Yu Xiuhua was born with cerebral palsy in Hengdian village in the Hubei Province, in central China. Unable to attend college, travel, or work the land with her parents, Yu remained home where she could help with housework. Eventually she was forced into an arranged marriage that became abusive. She divorced her husband and moved back in with her parents, taking her son with her.
In defiance of the stigma attached to her disability, her status as a divorced single mother, and as a peasant in rural China, Yu found her voice in poetry. Starting in the late 90’s, her writing became a vehicle with which to explore and share her reflections on homesickness, family and ancestry, the reality of disability in the context of a body’s urges and desires.
Then, Yu's poem “Crossing Half of China to Fuck You” blew open the doors on the patriarchal and traditionalist world of contemporary Chinese poetry. She became an internet sensation, finding a devoted following among young readers who enthusiastically welcomed her fresh, bold, confessional voice into the literary canon.
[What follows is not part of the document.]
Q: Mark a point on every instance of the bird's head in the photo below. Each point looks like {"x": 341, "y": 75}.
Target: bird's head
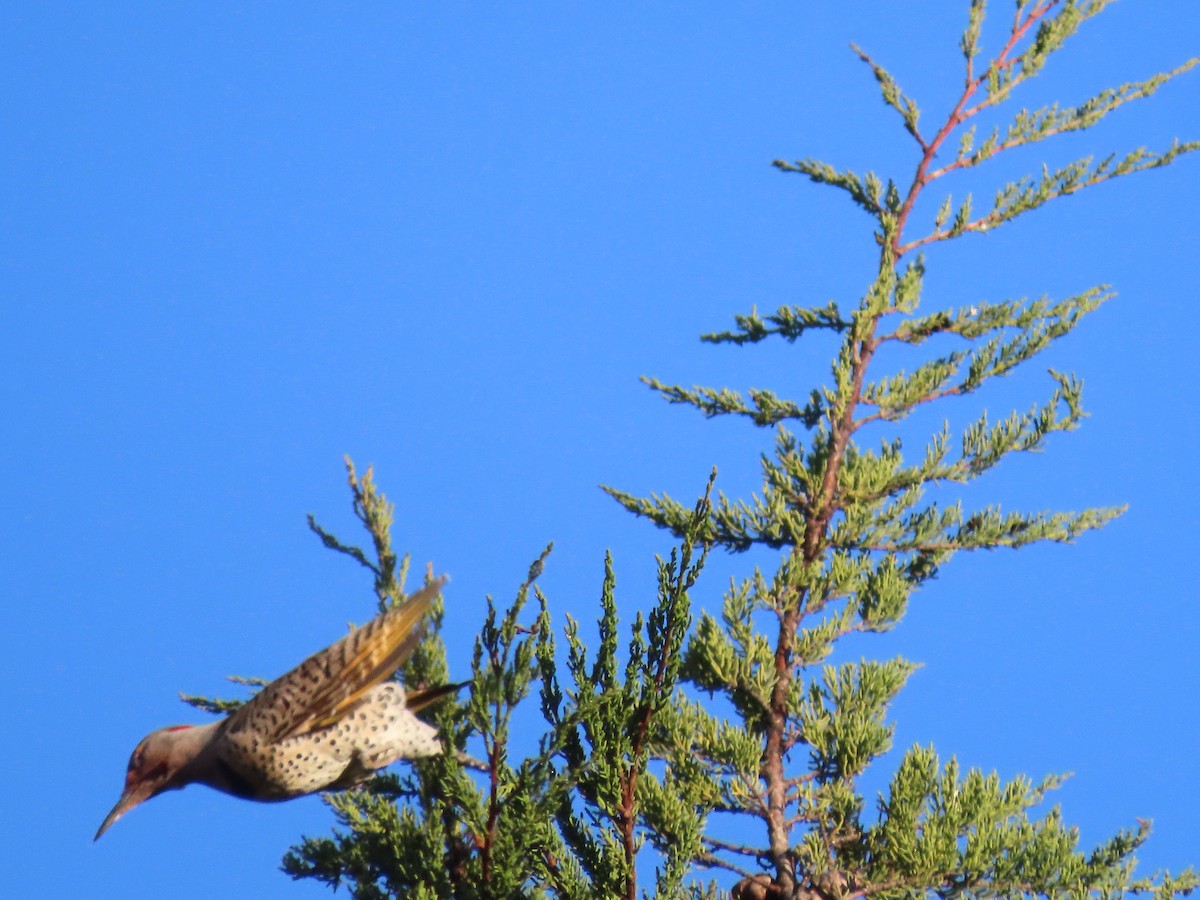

Thematically organized, Yu’s essays and poems are in conversation with each other around subjects that include love, nostalgia, mortality, the natural world and writing itself.


Yu Xiuhua:
Born in 1976 in Hengdian, Hubei Province, China, Yu Xiuhua is a poet from an impoverished rural background who was born with cerebral palsy. Yu began writing poetry in 1998. In 2014, her poem "Crossing Half of China to Fuck You" became an online sensation, launching her career as a celebrity poet and writer. Her poetry collection Moonlight Rests on My Left Palm (Guangxi Normal University Press, 2015) sold over 300,000 copies, a record for Chinese poetry titles of the past three decades. Yu received the Peasant Literature Award in 2016. Still Tomorrow, an award-winning documentary film about her life and poetry, was released to critical acclaim the same year. She was also the recipient of the Hubei Literary Prize in 2018.